Mini-batch stochastic gradient descent:
- Shuffle the training data randomly
- Divide into small batches (e.g., 32 examples per batch)
- For each batch:
- Compute gradients for all examples in the batch
- Average the gradients across the batch
- Update parameters using the averaged gradient
- Repeat for many epochs3
Key insights
- Neural networks excel when the data has many features and complex relationships between them (e.g., images, text, customer behavior, financial markets).
- Neural networks can find patterns in this complexity that would be impossible to detect manually or with simpler algorithms.
- Neural networks are remarkably robust to noisy, imperfect data (e.g., missing values, measurement errors, outliers) because they learn statistical patterns rather than requiring perfect data.
- Neural networks often improve with more data, unlike many traditional methods that plateau.
- Business environments change constantly. Neural networks can be retrained on new data to.
Transformers
From images to language
The challenge
Key differences between images and text:
- Images has fixed size (e.g., 28×28 pixels) and spatial relationships matter
- Text has variable length, sequential relationships matter, and context is crucial
- Word meaning depends heavily on surrounding words
- “The bank was flooded” vs “I went to the bank”

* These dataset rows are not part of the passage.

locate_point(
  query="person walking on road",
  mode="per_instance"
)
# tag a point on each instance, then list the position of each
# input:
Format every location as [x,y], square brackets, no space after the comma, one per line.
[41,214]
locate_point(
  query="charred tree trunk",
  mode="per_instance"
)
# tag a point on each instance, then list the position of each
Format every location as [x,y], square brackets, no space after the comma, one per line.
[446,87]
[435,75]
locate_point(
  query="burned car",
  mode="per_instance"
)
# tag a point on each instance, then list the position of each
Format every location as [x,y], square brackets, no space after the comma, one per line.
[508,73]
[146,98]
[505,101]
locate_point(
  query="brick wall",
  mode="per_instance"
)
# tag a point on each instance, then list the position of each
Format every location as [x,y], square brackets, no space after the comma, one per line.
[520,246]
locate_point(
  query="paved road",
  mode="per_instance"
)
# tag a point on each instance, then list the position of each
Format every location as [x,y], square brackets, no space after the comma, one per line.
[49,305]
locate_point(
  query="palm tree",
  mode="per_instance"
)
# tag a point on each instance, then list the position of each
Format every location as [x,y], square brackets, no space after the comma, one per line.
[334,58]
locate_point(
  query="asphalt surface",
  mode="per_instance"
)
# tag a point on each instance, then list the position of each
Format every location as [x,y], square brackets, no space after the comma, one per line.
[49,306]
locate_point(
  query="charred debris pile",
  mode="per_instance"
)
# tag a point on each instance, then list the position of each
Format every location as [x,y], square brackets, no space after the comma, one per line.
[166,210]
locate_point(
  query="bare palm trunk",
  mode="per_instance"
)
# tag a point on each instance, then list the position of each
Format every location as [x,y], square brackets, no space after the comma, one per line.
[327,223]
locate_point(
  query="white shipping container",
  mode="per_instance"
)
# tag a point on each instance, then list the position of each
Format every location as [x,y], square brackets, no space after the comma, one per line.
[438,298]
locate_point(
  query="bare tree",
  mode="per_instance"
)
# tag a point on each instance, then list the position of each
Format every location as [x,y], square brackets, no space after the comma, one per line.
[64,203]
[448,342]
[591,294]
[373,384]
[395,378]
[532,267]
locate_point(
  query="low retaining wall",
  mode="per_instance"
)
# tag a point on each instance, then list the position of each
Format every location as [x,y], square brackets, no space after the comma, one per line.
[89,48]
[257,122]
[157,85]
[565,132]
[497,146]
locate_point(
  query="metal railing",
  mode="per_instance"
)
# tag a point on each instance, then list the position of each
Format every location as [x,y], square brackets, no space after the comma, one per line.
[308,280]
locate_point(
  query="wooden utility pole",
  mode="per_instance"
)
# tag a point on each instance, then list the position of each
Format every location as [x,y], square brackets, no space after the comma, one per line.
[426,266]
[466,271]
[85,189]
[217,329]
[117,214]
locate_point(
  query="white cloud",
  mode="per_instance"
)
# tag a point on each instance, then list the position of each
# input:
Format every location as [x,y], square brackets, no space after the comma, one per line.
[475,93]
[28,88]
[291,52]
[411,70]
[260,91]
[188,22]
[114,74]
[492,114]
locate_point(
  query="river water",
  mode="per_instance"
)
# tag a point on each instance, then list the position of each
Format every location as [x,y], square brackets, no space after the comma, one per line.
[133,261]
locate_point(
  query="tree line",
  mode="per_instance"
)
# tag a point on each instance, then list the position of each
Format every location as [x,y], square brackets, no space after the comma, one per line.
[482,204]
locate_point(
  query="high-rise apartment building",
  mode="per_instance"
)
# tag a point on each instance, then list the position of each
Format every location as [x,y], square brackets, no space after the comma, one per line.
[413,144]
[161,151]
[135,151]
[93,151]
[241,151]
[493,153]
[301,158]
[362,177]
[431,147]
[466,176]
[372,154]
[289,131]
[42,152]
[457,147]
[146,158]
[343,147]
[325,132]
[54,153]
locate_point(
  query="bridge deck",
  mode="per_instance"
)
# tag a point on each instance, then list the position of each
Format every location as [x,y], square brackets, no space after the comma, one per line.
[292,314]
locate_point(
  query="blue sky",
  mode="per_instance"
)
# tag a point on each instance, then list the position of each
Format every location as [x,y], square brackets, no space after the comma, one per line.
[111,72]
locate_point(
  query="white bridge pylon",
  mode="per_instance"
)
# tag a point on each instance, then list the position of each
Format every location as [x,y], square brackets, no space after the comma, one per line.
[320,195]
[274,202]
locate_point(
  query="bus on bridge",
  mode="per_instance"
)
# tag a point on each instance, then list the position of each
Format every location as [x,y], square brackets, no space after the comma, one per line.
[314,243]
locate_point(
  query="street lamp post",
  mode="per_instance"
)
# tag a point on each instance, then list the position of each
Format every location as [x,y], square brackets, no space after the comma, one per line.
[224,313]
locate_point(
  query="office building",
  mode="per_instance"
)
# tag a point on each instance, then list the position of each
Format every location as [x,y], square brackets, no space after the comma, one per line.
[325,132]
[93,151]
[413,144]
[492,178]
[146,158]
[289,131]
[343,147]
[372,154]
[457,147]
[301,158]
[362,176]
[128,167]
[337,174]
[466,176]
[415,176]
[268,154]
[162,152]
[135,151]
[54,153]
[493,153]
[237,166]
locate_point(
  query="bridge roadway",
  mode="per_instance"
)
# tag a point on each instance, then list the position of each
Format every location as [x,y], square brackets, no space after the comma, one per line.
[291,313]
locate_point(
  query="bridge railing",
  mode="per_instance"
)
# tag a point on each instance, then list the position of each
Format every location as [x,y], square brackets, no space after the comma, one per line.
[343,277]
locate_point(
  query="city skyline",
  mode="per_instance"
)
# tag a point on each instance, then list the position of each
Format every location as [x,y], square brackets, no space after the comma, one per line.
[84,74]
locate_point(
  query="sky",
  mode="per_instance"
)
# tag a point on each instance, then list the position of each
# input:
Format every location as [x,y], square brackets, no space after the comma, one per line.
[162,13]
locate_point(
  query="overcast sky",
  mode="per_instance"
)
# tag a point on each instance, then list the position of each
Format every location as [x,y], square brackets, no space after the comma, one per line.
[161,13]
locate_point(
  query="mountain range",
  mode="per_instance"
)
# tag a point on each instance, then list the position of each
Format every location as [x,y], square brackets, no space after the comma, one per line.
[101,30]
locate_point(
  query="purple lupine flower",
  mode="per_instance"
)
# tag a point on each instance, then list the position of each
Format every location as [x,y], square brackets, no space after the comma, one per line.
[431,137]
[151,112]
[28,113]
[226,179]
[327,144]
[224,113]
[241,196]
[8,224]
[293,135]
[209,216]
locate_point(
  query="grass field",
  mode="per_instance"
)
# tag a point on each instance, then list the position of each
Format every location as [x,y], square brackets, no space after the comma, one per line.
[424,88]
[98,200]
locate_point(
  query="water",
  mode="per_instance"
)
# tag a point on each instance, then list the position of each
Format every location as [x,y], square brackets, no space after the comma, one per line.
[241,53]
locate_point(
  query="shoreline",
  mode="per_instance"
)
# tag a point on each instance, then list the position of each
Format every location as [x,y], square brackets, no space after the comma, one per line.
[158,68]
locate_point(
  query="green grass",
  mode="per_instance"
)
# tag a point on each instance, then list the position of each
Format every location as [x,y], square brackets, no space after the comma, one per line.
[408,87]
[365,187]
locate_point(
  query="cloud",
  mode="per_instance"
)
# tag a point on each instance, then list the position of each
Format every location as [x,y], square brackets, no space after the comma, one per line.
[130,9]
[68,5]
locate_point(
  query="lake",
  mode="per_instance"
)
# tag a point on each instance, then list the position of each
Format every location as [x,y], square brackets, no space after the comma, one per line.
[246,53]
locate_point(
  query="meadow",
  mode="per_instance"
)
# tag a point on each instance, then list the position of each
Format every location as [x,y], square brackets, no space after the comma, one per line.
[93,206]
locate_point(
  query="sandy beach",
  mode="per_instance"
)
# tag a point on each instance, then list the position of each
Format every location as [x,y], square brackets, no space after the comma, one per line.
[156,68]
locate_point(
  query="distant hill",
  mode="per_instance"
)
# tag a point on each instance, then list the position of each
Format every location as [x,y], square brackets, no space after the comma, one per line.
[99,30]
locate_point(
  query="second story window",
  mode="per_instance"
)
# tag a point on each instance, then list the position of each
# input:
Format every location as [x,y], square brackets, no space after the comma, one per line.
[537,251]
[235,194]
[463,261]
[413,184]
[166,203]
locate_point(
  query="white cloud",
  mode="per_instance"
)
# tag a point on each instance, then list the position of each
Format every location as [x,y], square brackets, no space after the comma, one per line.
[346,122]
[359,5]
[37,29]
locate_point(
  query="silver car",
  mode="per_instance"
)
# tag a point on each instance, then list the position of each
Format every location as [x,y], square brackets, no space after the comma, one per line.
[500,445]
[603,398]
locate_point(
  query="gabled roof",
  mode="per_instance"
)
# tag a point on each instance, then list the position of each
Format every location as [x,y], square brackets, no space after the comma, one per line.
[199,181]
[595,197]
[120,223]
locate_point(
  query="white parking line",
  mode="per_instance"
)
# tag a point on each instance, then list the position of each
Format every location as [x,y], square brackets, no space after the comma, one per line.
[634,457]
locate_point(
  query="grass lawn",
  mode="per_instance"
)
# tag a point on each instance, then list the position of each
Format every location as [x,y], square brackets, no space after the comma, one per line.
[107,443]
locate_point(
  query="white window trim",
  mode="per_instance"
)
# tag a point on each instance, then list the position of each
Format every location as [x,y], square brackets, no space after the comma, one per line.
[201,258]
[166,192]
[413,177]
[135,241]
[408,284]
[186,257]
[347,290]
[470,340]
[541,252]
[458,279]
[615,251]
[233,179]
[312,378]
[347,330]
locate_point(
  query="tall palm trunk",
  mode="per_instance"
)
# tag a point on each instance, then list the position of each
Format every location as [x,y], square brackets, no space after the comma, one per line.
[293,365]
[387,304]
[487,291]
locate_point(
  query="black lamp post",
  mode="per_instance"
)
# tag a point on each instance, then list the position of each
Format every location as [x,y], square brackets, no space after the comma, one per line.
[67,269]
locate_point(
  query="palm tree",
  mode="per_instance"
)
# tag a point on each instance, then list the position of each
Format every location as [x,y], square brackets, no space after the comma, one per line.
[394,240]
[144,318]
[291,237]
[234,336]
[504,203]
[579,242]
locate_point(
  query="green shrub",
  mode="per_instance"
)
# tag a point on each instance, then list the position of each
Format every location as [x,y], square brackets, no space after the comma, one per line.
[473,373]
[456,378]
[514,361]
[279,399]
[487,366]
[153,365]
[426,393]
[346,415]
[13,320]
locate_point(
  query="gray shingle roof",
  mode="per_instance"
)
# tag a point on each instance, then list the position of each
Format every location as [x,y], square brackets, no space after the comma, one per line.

- “model” in “machine learning model” vs “fashion model”
We need architectures designed specifically for sequential data with long-range dependencies.
Standard neural networks, like our digit classifier, have limitations for language:
- Fixed Input Size: Traditional networks expect fixed-size inputs, but sentences have varying lengths
- No Sequential Understanding: Standard networks treat input positions independently - they can’t understand that word order matters
- No Long-Range Dependencies: Information from early in a sentence might be crucial for understanding words much later
Early attempts to solve this included:
- Recurrent Neural Networks (RNNs): Process sequences one word at a time, but suffer from vanishing gradients for long sequences
- Convolutional Networks: Good for local patterns but struggle with long-range dependencies
- LSTM/GRU: Better than RNNs but still fundamentally sequential and slow to train
The breakthrough came with Transformers (Vaswani et al. 2017), which solved these problems through a fundamentally different approach: attention mechanisms that allow every word to directly interact with every other word in the sequence.
What is a Transformer?
A transformer is a neural network architecture specifically designed for processing sequences.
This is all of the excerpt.